By Mike Chambers
Correspondent
TRENTON, Ga. — For the second time in as many years, Trenton city leaders are working to get a federal grant that would clear the sight lines around the Dade County Courthouse of utility poles.
A 2008 estimate derived by city officials, Charter Cable, the Trenton Telephone Co. and Chattanooga’s EPB set the cost at $300,000 to remove utility poles along U.S. Highway 11 from the courthouse south to state Highway 136, said Peter Cervelli, manager of the city’s Better Home Town program.
To be considered for a grant from the Appalachian Regional Commission, however, an engineering study is required.

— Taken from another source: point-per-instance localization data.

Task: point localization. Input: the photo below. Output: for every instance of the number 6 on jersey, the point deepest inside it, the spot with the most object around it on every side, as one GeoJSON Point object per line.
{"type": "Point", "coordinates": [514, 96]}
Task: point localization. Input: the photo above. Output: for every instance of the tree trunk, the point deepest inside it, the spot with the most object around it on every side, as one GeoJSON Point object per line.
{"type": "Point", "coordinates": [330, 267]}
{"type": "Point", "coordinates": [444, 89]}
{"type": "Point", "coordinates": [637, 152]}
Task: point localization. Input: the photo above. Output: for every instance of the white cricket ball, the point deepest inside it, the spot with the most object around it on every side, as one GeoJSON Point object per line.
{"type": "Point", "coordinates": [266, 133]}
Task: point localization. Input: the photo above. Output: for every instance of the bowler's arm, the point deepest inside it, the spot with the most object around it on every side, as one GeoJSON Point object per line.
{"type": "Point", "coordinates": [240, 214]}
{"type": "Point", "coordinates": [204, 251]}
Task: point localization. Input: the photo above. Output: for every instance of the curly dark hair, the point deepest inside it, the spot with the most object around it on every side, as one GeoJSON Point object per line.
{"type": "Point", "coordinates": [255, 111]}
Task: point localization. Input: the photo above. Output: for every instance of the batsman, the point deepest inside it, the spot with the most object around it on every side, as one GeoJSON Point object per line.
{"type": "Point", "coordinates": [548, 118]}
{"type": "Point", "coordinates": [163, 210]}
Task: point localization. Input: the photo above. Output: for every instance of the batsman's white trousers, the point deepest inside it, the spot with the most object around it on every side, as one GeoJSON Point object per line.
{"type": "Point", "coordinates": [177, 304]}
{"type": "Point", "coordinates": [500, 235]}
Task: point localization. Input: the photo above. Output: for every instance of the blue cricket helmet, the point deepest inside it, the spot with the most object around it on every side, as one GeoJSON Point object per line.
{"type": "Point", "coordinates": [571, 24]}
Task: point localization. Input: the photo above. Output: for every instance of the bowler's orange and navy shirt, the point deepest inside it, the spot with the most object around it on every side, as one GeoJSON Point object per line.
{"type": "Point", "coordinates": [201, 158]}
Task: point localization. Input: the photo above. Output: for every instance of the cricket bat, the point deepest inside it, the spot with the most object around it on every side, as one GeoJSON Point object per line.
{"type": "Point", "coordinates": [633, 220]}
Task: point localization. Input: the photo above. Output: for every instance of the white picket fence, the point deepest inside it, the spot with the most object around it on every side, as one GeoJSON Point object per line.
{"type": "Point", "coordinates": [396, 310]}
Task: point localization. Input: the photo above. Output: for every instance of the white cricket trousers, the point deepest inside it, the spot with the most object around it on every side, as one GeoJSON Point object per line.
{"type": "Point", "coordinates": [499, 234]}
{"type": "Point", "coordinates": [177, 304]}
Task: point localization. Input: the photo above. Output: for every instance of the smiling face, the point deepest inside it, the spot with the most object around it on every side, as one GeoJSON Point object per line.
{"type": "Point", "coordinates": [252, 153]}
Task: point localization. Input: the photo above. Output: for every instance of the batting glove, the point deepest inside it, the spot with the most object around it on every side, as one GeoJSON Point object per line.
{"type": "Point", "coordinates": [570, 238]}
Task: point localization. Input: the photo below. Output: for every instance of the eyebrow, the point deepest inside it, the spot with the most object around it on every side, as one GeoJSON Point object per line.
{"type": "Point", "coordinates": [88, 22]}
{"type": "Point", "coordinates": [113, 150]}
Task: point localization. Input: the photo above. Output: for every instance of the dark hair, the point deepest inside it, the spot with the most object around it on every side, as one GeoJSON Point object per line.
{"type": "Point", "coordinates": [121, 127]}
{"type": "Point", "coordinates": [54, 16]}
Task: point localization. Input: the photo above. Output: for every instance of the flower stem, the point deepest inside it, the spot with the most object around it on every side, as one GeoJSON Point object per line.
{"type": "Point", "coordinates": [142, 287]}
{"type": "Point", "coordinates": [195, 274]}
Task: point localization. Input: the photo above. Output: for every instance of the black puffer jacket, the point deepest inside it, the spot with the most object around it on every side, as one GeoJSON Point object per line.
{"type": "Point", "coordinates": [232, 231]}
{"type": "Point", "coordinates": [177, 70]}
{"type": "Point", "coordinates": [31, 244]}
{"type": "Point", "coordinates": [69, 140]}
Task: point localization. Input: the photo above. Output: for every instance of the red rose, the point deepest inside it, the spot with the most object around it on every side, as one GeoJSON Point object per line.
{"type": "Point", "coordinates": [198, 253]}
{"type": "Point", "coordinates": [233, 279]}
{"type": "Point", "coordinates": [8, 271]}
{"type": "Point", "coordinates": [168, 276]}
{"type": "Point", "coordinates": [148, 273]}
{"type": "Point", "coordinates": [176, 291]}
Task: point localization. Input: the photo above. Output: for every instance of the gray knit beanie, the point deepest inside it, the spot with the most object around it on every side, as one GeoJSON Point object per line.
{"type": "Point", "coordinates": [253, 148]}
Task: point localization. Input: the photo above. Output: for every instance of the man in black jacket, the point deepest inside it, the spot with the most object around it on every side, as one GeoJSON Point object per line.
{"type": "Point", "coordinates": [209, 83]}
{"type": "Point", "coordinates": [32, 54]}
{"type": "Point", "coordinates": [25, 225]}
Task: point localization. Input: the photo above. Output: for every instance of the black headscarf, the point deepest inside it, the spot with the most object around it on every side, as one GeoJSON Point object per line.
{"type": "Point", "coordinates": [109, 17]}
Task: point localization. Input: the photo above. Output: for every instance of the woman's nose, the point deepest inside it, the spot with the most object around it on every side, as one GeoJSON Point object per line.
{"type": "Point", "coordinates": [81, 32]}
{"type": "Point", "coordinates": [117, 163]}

“Right now we don’t have any access to the grant without the engineering estimate,” Mayor Barton Harris told city commissioners last week.
“Hopefully an engineering estimate will bring that cost down to something more manageable.” said Harris.
Commissioners voted unanimously to spend several thousand dollars of remaining SPLOST money to hire Arcadis engineering of Chattanooga to conduct the study.
“The goal is to improve the look of downtown as well as to repair sidewalks that are not ADA (Americans with Disabilities Act) compliant,” Cervelli said.
“The goal is not just to make it look pretty, which hopefully it will do, but make it more appealing for people to come downtown, be downtown, shop downtown, play downtown as well as make it more attractive for industries and business to come and invest.”
Harris said several options could be considered, from moving the utility poles behind the buildings or putting the lines underground.
After the study is completed, the grant process would go through state officials to ultimately be considered by the Appalachian Regional Commission in Washington, D.C.